Hi, I’m trying to train a text classifier based on a ULMFit model with latest fastai2. But if I use a SubwordTokenizer, I’m unable to export it. For the language model itself it is fine, but the classifier needs to be deployed elsewhere so I need to export it. But it doesn’t work because the SubwordTokenizer is a SwigPyObject, like this:
File “/app/text_ml/model_implementations/fastai_ulmfit/fastai.py”, line 287, in train_classifier
self._classifier.export(PosixPath(f’models/{self.name}/classifier.pkl’).absolute())
File “/usr/local/lib/python3.8/site-packages/fastai/learner.py”, line 375, in export
torch.save(self, self.path/fname, pickle_module=pickle_module, pickle_protocol=pickle_protocol)
File “/usr/local/lib/python3.8/site-packages/torch/serialization.py”, line 379, in save
_save(obj, opened_zipfile, pickle_module, pickle_protocol)
File “/usr/local/lib/python3.8/site-packages/torch/serialization.py”, line 484, in _save
pickler.dump(obj)
TypeError: cannot pickle ‘SwigPyObject’ object
My definitions are the following:
tok = SubwordTokenizer(lang=self._language, sp_model=self._language_model.paths["tuned_model_path"]/'spm.model')
dblocks = DataBlock(
blocks=(TextBlock.from_df('text', tok=tok, vocab=self._language_model.get_vocabulary()), CategoryBlock),
get_x=ColReader('text'),
get_y=ColReader('cat'),
splitter=ColSplitter("is_validation")
)
dls = dblocks.dataloaders(self.df, bs=batch_size, num_workers=2)

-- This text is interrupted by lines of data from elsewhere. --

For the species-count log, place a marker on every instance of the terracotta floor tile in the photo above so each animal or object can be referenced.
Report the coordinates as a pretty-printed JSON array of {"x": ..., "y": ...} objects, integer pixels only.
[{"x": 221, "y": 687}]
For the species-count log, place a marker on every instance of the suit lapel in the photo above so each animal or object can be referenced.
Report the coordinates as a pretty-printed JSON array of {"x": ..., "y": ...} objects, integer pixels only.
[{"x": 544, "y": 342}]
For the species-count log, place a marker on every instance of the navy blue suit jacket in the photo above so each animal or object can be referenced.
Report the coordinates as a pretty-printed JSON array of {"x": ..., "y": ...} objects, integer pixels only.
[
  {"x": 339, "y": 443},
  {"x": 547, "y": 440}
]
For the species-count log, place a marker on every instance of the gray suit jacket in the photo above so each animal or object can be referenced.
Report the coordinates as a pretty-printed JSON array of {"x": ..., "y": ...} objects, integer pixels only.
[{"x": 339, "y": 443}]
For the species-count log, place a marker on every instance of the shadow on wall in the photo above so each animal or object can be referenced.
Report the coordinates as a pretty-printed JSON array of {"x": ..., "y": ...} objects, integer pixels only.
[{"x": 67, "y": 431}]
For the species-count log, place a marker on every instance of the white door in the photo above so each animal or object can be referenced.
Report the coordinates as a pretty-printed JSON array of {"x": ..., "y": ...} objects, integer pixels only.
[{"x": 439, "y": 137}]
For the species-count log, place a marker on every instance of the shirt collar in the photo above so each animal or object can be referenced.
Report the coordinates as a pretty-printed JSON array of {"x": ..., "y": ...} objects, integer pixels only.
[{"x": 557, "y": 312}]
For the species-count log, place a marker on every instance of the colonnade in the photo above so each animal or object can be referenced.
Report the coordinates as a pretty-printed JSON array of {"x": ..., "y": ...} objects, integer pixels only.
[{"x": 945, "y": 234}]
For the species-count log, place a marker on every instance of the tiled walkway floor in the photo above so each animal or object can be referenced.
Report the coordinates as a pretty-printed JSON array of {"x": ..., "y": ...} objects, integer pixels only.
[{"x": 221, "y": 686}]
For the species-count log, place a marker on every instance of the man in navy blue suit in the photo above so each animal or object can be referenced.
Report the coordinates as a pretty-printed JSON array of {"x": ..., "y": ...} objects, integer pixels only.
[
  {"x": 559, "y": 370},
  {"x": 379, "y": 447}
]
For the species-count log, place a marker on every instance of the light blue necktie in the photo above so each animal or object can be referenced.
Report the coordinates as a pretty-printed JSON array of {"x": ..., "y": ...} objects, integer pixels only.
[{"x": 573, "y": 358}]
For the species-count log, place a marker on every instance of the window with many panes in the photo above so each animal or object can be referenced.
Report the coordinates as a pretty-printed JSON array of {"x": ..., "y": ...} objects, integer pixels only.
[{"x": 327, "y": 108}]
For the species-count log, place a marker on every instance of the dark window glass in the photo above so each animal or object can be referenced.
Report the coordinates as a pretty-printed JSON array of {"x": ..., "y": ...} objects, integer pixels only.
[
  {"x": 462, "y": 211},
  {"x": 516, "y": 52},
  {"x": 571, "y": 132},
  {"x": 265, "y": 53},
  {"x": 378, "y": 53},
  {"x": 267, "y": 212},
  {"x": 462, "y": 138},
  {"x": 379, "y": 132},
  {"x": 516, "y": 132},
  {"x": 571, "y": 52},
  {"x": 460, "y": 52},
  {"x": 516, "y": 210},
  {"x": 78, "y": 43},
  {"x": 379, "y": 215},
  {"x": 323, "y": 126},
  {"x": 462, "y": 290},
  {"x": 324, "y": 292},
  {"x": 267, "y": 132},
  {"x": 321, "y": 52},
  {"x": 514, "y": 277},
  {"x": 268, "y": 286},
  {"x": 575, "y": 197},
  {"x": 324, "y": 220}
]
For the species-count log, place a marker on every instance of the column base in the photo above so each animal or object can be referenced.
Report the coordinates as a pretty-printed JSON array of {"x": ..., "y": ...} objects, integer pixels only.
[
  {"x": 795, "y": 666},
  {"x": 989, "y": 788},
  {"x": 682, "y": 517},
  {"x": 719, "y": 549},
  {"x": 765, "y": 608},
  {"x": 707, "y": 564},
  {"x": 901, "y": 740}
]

early_stopping_cb = partial(EarlyStoppingCallback, monitor='valid_loss', min_delta=0.01, patience=2)
classifier = text_classifier_learner(
dls,
AWD_LSTM,
drop_mult=0.5,
metrics=[accuracy, error_rate, Recall(average='macro')],
cbs=[CSVLogger, early_stopping_cb()]
)
If I remove the tok=tok part from the TextBlock definition, the export works, but obviously does not use the tokenization.
I’ve found that I need to remove the extra metrics and callbacks to be able to export, like this:
classifier.metrics = []
classifier.remove_cb(CSVLogger)
classifier.export(PosixPath(f'models/{self.name}/classifier.pkl').absolute())
Is there also a good way to also remove the tokenizer so that it doesn’t affect the rest of the model?